These innovative vehicles are an increasingly important element of more mature markets. Dublin is still a relatively young market in terms of development and in order to reinforce itself as a securitisation hub we need to reinforce our position by encouraging more of these entities to locate in Dublin. For international banks establishing a securitisation centre in Europe, Dublin is one of the main centres. We need to ensure that Dublin is first on the list of preferred destinations for funds or investment vehicles being established in Europe.

In Ireland we are familiar with the idea of banks allocating capital based on expected default risk. The implementation of the Capital Requirements Directive (CRD) has introduced a more complex capital allocation process depending on the approach adopted by the financial institution. Banks are still assessing the impact of these changes. From an Irish perspective the whole process was greatly facilitated by the establishment of the CRD Securitisation Working Group under the joint auspices of he CRD Implementation Forum and the ISF, the aim of the process was to promote a greater understanding of the implications of the CRD and to identify and compile a list of issues for submission to the Financial Regulator. The benefit of this process was that there was an industry forum to ensure a consistent approach by industry to the CRD. Those issues where no common understanding could be found were submitted to the Financial Regulator for comment.

Funds which hold the same assets as banks do not allocate capital on the same basis, they use market risk or market value. This is a more dynamic form of measurement, these different regulatory platforms present challenges and indeed opportunities. Banks in Ireland are becoming more involved in the establishment and management of investment vehicles and funds as a way to leverage their risk weighted capital. These vehicles can provide capital efficient solutions for banks as they are not governed by the same capital rules.

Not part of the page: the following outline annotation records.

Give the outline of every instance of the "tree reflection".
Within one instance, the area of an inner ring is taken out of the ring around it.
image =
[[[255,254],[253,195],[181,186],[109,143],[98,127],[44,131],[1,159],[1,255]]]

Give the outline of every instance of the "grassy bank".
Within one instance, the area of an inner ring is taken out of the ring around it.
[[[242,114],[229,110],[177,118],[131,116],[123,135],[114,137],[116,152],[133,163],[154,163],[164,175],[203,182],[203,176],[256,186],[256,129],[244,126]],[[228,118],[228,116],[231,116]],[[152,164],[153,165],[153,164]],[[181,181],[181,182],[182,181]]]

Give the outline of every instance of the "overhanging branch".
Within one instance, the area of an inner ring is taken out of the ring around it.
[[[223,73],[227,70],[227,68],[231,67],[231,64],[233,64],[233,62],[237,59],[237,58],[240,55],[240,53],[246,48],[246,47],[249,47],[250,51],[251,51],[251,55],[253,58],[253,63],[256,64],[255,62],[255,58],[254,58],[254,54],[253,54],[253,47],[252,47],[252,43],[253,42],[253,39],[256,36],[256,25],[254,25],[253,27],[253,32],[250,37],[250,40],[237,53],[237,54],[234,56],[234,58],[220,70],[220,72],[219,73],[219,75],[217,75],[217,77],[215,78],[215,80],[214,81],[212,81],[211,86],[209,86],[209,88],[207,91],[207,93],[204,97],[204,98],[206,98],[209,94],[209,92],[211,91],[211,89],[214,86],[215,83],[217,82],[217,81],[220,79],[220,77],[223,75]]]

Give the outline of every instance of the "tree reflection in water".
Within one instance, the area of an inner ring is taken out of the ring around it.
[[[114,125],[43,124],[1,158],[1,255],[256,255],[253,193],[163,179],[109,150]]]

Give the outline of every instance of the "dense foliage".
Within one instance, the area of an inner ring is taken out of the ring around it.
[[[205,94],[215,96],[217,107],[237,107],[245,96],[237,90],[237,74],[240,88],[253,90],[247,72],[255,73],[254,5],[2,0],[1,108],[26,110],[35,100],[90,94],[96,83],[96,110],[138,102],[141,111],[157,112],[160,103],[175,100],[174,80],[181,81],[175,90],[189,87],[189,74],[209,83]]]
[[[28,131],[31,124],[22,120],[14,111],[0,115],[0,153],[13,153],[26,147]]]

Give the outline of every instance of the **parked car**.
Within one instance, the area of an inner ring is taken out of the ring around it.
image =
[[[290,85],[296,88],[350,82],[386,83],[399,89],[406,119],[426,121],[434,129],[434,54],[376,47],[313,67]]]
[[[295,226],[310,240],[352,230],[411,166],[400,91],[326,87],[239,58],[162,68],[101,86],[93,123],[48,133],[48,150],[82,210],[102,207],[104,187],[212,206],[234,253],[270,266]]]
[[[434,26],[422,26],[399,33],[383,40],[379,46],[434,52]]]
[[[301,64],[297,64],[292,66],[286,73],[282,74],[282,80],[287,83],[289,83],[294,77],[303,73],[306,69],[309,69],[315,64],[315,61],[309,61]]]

At present there is considerable support from the public sector for non-residents who wish to establish funds and vehicles in Ireland. There is, I believe, a pressing need to support potential new ventures in this area which are sponsored by Irish based businesses through the provision of risk/seed capital, funding and other fiscal incentives. A major factor in Ireland's economic development has been our ability to grow our own indigenous enterprises - businesses that are grounded in value-added products and services. This proposal is in line with the policy of supporting new, innovative start-ups that are considered high potential start-ups.

As well as physical capital there is also a need to further enhance our intellectual capital. In an international survey carried out by the Centre for the Study of Financial Innovation in London, 'a pool of skilled labour is perceived as the most important attribute in determining the competitiveness of a financial centre'.

There is an urgent need to deepen the domestic pool of financial sector expertise to support the immediate development of the ABS sector and to ensure that there are sufficient qualified people to fuel the long-term development of the industry. Although initiatives such as the Securitisation Skillnet training programme have started to address some of the educational gaps in the sector, this programme is aimed at the entry level and we need to develop this further, particularly at a senior level where we need to address the development needs of senior executives working in the sector. The aim is to develop Dublin as a leading educational centre and one that fosters an environment that encourages innovation and research and development. This will further enhance our status as a leading internationally competitive financial centre and help us become a hub for financial knowledge, innovation and learning in the securitisation sector.

Over the past 12 months the industry has continued to prosper and grow, over the next twelve months there is a need to progress these issues. Both the ISF and the IFSC Clearing House Group provide platforms to progress these initiatives with the support of the public and private sectors and ensure that we maintain the joint approach which has ensured the success of the IFSC to date.